10. An apparatus for controlling a temperature of a loading chuck, the apparatus comprising:

a first refrigerant tank configured to receive a first refrigerant;

a second refrigerant tank configured to receive a second refrigerant having a temperature higher than a temperature of the first refrigerant;

a first refrigerant line connected between the first refrigerant tank and a refrigerant passageway of the loading chuck to supply the first refrigerant to the refrigerant passageway;

a second refrigerant line connected between the refrigerant passageway and the first refrigerant tank to return the first refrigerant to the first refrigerant tank;

a third refrigerant line connected between the second refrigerant tank and a refrigerant passageway of the loading chuck to supply the second refrigerant to the refrigerant passageway; and

a fourth refrigerant line connected between the refrigerant passageway and the second refrigerant tank to return the second refrigerant to the second refrigerant tank.

11. The apparatus of claim 10, wherein the third refrigerant line corresponds to a line branched off from the first refrigerant line, and the fourth refrigerant line corresponds to a line branched off from the second refrigerant line.

12. The apparatus of claim 11, further comprising:

a first switching valve installed in a branched portion between the first refrigerant line and the third refrigerant line; and

a second switching valve installed in a branched portion between the second refrigerant line and the fourth refrigerant line.
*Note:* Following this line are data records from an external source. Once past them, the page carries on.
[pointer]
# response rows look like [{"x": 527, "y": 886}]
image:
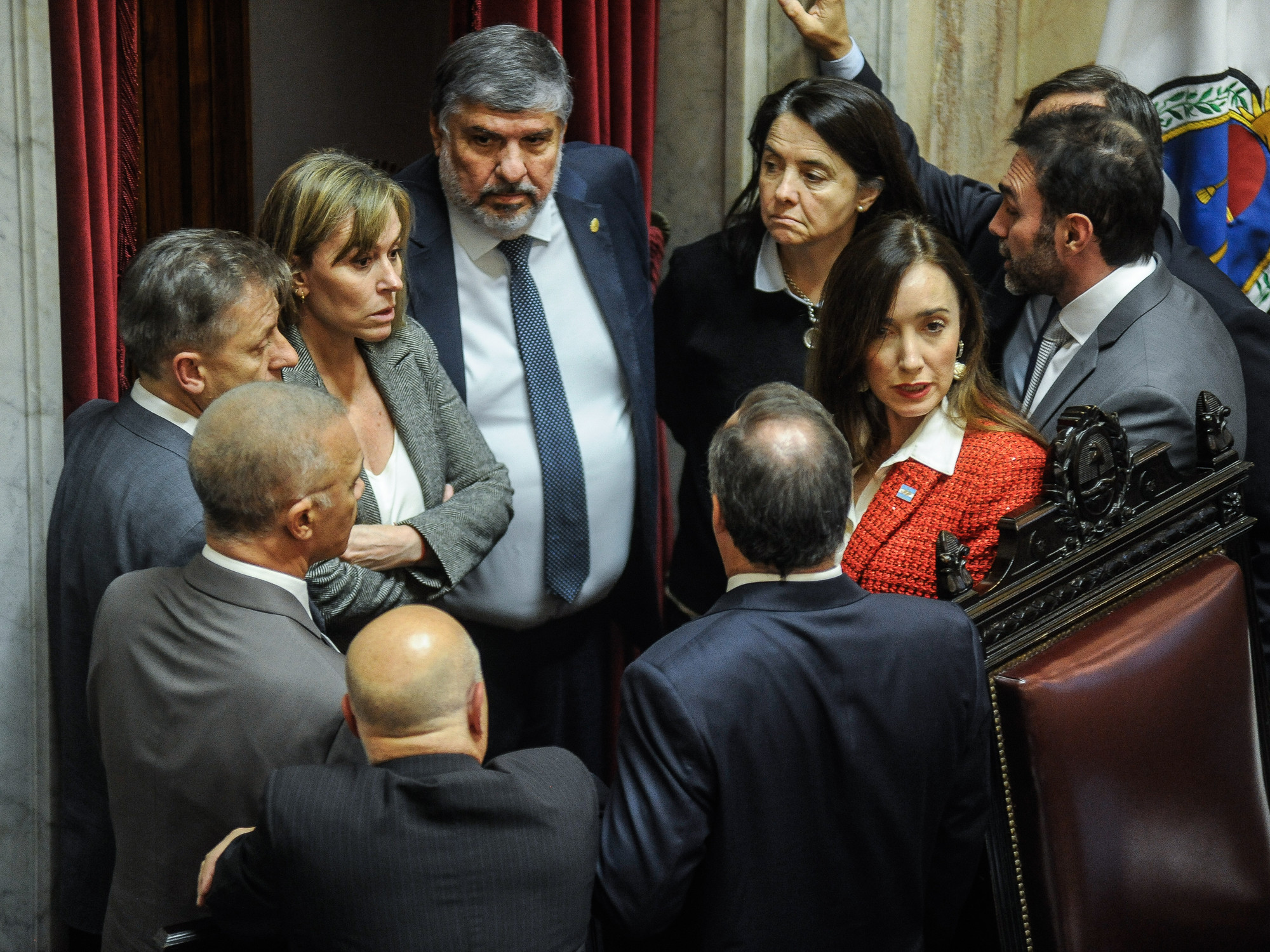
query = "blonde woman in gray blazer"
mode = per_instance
[{"x": 436, "y": 499}]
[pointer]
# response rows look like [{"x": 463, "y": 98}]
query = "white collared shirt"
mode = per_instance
[
  {"x": 1081, "y": 321},
  {"x": 159, "y": 407},
  {"x": 509, "y": 588},
  {"x": 297, "y": 587},
  {"x": 937, "y": 444},
  {"x": 747, "y": 578},
  {"x": 769, "y": 274}
]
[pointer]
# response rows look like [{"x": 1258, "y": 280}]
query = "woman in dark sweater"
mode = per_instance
[{"x": 739, "y": 309}]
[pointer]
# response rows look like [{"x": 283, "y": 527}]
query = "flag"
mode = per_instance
[{"x": 1206, "y": 65}]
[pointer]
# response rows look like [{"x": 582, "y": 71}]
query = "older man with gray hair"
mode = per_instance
[
  {"x": 807, "y": 765},
  {"x": 199, "y": 315},
  {"x": 529, "y": 267},
  {"x": 426, "y": 849},
  {"x": 206, "y": 678}
]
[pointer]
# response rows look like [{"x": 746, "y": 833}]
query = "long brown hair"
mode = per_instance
[{"x": 859, "y": 298}]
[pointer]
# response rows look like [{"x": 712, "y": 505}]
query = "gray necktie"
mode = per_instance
[{"x": 1055, "y": 337}]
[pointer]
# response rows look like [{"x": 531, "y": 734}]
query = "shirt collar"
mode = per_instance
[
  {"x": 297, "y": 587},
  {"x": 1084, "y": 315},
  {"x": 747, "y": 578},
  {"x": 769, "y": 275},
  {"x": 479, "y": 243},
  {"x": 937, "y": 442},
  {"x": 159, "y": 407}
]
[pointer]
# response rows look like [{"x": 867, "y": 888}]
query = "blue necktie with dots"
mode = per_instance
[{"x": 567, "y": 534}]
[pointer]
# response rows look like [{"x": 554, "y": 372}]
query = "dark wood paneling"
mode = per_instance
[{"x": 196, "y": 115}]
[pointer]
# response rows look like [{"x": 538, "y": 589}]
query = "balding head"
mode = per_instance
[
  {"x": 260, "y": 449},
  {"x": 782, "y": 475},
  {"x": 413, "y": 681}
]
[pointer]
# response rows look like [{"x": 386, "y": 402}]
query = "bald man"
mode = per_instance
[
  {"x": 426, "y": 849},
  {"x": 206, "y": 678}
]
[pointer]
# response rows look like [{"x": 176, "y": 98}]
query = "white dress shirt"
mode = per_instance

13. The apparatus of claim 10, further comprising:

a heat exchanger installed in at least one of the third refrigerant line and the fourth refrigerant line to rapidly heat the second refrigerant.

14. The apparatus of claim 10, further comprising:

a heating member thermally coupled to the second refrigerant tank to heat the second refrigerant.

15. The apparatus of claim 10, further comprising:

an auxiliary refrigerant tank connected with the first refrigerant tank and the second refrigerant tank and configured to receive an auxiliary refrigerant to selectively supply the auxiliary refrigerant to the first refrigerant tank and/or the second refrigerant tank.

16. The apparatus of claim 10, further comprising:

a cooling member connected to the first refrigerant tank to decrease the temperature of the first refrigerant in the first refrigerant tank.

17. The apparatus of claim 10, wherein the second refrigerant tank is connected with the first refrigerant tank to selectively supply the second refrigerant to the first refrigerant tank.

18. The apparatus of claim 10, wherein the loading chuck comprises a heater arranged under the refrigerant passageway.

19. A method of controlling a temperature of a loading chuck, the method comprising:

circulating a first refrigerant through a refrigerant passageway of the loading chuck to provide the loading chuck with a first temperature;

directly heating the loading chuck and circulating a second refrigerant having a second temperature higher than the first temperature through the refrigerant passageway to provide the loading chuck with the second temperature; and

directly heating the loading chuck with the circulation of the second refrigerant being stopped to maintain the second temperature of the loading chuck.

20. The method of claim 19, further comprising:

heating the second refrigerant while it is circulated through the refrigerant passageway.